<
>

Nasser Al-Attiyah builds Dakar Rally lead entering final stage

LIMA, Peru -- Nasser Al-Attiyah won the penultimate stage to extend his Dakar Rally lead to nearly an hour on Wednesday, and rider Toby Price finished with his main rivals to keep the motorbike lead in Peru.

Once again, Al-Attiyah avoided the trouble his other rivals found on the 313-kilometer, four-hour loop in the dunes around Pisco.

Stephane Peterhansel, the most successful driver in the world's toughest rally, quit 26 kilometers in when co-driver David Castera hurt his back. It's the first time in 10 years that the 13-time champion has abandoned the race, and only the fourth time in 31 years. He was fourth overall at the time.

Sebastien Loeb, third overall, was gunning for a fifth stage win until his transmission broke about 60 kilometers from the finish. Then his spare broke 40 kilometers out. He lost more than an hour and remained third on the stage, but overall fell two hours behind Al-Attiyah.

Cyril Despres took over the stage lead but flipped his car about 20 kilometers from the finish. By the time help came, he'd lost 39 minutes.

That left Al-Attiyah able to play it safe, and he won the stage by five minutes from Nani Roma to extend his lead over Roma in the general standings to 51 minutes. He looks set to celebrate a third Dakar victory on Thursday after the short drive into Lima.

"Every day we work very hard to be fast and not make mistakes," Al-Attiyah said. "Me and Mathieu (Baumel, co-driver), the team, work very hard to keep our car fit. The buggy is a good car. We've followed our strategy from the beginning. We've been leading since stage three and building up the (gap) every day. We're quite happy."

The motorbike drama started before the stage. British rider Sam Sunderland, the 2017 champion in title contention at fourth, was penalized an hour. Argentine rider Kevin Benavides, in the top 10, was penalized three hours. Then Adrien van Beveren, fifth overall, suffered a broken engine with 16 kilometers to go and was out.
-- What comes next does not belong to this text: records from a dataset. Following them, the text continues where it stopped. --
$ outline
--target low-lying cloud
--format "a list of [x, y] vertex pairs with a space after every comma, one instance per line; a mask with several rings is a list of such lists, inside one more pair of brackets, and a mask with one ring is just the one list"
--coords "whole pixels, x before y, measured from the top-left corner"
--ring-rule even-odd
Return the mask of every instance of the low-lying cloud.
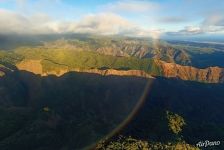
[[159, 36], [159, 31], [142, 29], [140, 26], [113, 13], [89, 14], [78, 21], [57, 21], [44, 14], [28, 17], [1, 9], [0, 22], [0, 33], [4, 34], [90, 33]]

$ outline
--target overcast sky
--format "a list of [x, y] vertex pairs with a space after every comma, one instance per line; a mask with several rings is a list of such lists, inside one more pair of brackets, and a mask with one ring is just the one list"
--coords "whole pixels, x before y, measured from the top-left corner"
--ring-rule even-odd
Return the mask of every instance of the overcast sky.
[[0, 0], [0, 33], [224, 35], [223, 0]]

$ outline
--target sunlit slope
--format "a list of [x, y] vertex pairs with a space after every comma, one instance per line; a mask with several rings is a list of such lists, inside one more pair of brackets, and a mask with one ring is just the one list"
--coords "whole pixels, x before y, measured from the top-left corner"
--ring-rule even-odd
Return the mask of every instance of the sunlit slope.
[[[206, 83], [224, 82], [223, 68], [199, 69], [158, 59], [118, 57], [93, 51], [45, 47], [23, 47], [0, 54], [1, 64], [16, 65], [19, 70], [45, 76], [60, 76], [66, 72], [77, 71], [101, 75], [163, 76]], [[111, 73], [107, 74], [108, 72]]]
[[115, 57], [91, 51], [74, 51], [63, 49], [21, 48], [15, 51], [23, 60], [41, 60], [43, 71], [61, 68], [73, 69], [117, 69], [143, 70], [152, 75], [162, 75], [152, 59], [134, 57]]

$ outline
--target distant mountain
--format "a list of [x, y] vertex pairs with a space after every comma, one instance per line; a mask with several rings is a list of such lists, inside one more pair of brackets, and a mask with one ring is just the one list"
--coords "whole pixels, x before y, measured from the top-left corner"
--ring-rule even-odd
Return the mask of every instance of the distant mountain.
[[219, 67], [199, 69], [158, 59], [116, 57], [61, 47], [20, 48], [14, 52], [2, 52], [0, 60], [15, 64], [20, 70], [42, 76], [50, 74], [60, 76], [69, 71], [76, 71], [101, 75], [163, 76], [206, 83], [224, 82], [224, 69]]

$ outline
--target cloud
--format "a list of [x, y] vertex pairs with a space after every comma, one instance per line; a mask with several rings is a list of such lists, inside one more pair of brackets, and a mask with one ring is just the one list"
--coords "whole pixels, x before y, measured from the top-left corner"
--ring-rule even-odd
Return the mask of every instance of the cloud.
[[167, 32], [167, 35], [187, 36], [199, 34], [223, 34], [224, 15], [222, 13], [210, 14], [198, 26], [187, 26], [176, 32]]
[[223, 15], [223, 13], [209, 15], [203, 21], [203, 25], [207, 25], [207, 26], [224, 26], [224, 15]]
[[156, 10], [159, 8], [159, 5], [145, 0], [122, 0], [106, 4], [102, 8], [109, 12], [143, 13]]
[[181, 16], [166, 16], [158, 19], [159, 22], [161, 23], [183, 23], [187, 22], [188, 19], [181, 17]]
[[174, 35], [174, 36], [187, 36], [187, 35], [198, 35], [202, 34], [204, 31], [198, 26], [187, 26], [182, 30], [176, 32], [167, 32], [167, 35]]
[[160, 34], [113, 13], [89, 14], [78, 21], [57, 21], [45, 14], [24, 16], [0, 9], [0, 22], [0, 33], [4, 34], [90, 33], [148, 37], [158, 37]]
That left a clear top three of Price, Pablo Quintanilla, and defending champion Matthias Walkner, all within six minutes of each other. But nobody attacked. From a mass start, they rode together and finished together -- behind stage winner Michael Metge of Argentina -- and retained their overall positions.

Walkner said there was chaos when the first rider got lost, and the race leaders followed him. Nobody then wanted to take a risk.

"It seemed an easy day, but it wasn't. There was more to lose on a day like this than to win, so I just tried to stay with the top guys in front and do nothing stupid," Walkner said. "The chance for the podium is quite good."

Price was content. The 2016 champion is nursing a sore right wrist.

"I know it's going to be very hard tomorrow, and I'll give it my best," Price said. "I know I'm likely to be on the podium tomorrow, and it's amazing, but I want to win."

Quintanilla, only a minute behind Price, promised to "give it my 100 percent to win the race" for his first Dakar title.